Methods: We conducted a prospective cohort study among women on first line ART (stavudine or zidovudine and lamivudine+nevirapine). We recruited new implant users and matched them to women not using hormonal contraception, based on age and baseline CD4. Participants were followed prospectively for up to two years, recording serial CD4 measures and medical histories. We used generalized growth curve models and Wald chi-square tests to compare changes in CD4 counts across study groups. Prospective CD4 measures were censored (excluded) if any of the following events occurred: change in ART, implant removal or use of any hormonal contraception among controls. We examined incidence of opportunistic infection and pregnancy.

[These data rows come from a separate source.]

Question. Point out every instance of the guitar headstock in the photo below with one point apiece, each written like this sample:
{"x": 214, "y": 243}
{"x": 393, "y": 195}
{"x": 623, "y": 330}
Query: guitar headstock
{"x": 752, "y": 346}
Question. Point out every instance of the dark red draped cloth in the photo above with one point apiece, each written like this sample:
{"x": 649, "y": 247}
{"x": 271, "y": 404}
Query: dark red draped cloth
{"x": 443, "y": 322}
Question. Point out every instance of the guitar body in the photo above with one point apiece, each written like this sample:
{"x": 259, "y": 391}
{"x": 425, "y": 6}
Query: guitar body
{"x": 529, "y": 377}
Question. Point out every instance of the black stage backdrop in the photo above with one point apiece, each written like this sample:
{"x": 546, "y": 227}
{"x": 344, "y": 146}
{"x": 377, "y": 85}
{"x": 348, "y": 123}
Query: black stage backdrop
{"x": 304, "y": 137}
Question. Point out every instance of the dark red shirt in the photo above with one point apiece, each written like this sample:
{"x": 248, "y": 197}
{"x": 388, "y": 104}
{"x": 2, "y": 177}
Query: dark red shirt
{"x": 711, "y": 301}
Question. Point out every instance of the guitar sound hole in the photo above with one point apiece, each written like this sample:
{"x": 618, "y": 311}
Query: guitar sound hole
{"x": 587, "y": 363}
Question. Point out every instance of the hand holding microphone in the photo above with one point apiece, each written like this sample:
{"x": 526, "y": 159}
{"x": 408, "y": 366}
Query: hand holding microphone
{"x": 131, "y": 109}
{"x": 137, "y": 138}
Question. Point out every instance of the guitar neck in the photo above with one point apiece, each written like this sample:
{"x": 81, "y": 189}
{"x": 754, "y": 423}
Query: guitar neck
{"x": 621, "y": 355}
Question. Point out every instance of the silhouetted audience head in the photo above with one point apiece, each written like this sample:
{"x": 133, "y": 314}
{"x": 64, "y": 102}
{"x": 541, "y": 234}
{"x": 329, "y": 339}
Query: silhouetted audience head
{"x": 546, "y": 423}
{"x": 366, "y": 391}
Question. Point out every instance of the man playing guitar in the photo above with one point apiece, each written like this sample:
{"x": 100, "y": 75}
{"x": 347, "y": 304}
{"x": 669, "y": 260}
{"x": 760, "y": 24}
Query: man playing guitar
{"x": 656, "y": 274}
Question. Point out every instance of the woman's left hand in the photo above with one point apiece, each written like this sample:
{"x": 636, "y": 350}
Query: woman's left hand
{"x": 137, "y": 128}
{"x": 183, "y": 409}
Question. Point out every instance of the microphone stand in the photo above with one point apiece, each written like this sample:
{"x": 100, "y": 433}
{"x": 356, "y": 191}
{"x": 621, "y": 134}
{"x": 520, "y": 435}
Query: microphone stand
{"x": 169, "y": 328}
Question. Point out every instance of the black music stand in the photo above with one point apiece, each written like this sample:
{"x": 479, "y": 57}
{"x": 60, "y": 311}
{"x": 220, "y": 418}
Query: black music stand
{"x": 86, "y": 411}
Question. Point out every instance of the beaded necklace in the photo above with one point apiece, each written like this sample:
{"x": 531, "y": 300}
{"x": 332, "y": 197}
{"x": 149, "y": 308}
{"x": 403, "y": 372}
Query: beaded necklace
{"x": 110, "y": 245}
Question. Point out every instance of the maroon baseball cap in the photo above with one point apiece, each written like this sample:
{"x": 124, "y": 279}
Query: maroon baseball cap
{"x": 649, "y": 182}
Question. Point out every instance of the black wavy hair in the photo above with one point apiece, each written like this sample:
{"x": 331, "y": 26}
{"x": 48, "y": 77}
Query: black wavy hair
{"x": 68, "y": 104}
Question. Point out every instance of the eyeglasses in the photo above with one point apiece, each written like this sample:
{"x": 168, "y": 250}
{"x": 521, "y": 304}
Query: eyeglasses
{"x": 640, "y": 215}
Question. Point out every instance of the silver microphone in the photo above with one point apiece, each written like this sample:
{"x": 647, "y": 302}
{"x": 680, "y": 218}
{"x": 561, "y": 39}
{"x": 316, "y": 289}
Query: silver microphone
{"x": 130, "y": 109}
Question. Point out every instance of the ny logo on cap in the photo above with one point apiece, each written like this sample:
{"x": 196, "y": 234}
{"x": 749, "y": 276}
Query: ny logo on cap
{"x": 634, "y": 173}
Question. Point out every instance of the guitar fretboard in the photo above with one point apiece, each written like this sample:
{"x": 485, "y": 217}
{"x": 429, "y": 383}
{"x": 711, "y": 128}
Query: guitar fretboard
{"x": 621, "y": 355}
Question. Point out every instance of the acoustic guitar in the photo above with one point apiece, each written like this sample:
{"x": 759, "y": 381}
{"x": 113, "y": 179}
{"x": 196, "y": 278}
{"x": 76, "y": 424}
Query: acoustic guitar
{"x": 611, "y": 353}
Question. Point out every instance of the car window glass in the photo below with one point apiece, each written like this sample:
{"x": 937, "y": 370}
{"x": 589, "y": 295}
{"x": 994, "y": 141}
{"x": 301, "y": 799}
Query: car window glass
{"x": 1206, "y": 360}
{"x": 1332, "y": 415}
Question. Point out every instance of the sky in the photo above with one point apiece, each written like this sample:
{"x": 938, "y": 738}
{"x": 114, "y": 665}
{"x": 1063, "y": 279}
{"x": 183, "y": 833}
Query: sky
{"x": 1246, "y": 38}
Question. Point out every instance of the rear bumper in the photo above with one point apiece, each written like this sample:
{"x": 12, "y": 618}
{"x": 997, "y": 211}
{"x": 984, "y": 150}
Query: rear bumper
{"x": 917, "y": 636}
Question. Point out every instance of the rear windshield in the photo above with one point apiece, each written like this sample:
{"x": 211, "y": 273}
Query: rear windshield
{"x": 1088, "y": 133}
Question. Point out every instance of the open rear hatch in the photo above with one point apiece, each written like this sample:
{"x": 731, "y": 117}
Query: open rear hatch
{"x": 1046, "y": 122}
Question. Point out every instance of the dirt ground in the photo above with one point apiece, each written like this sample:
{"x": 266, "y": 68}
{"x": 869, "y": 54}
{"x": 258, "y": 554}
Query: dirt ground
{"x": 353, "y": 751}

Results: We matched 48 implant users to 33 non-hormonal controls. Over time, CD4 counts for both groups rose slightly but did not deviate significantly from each other (p=0.44). Opportunistic infection rates did not differ between the groups. None of the implant users and one of the non-hormonal controls became pregnant during follow-up.
Conclusions: This small study found concurrent use of contraceptive implants and ART to be safe and effective. Although other hormonal contraceptive products and ART regimens may interact in unknown ways, the results of this study are reassuring.
Keywords: ART; CD4; contraception; disease progression; effectiveness; interactions; levonorgestrel sub-dermal implant; prospective cohort study.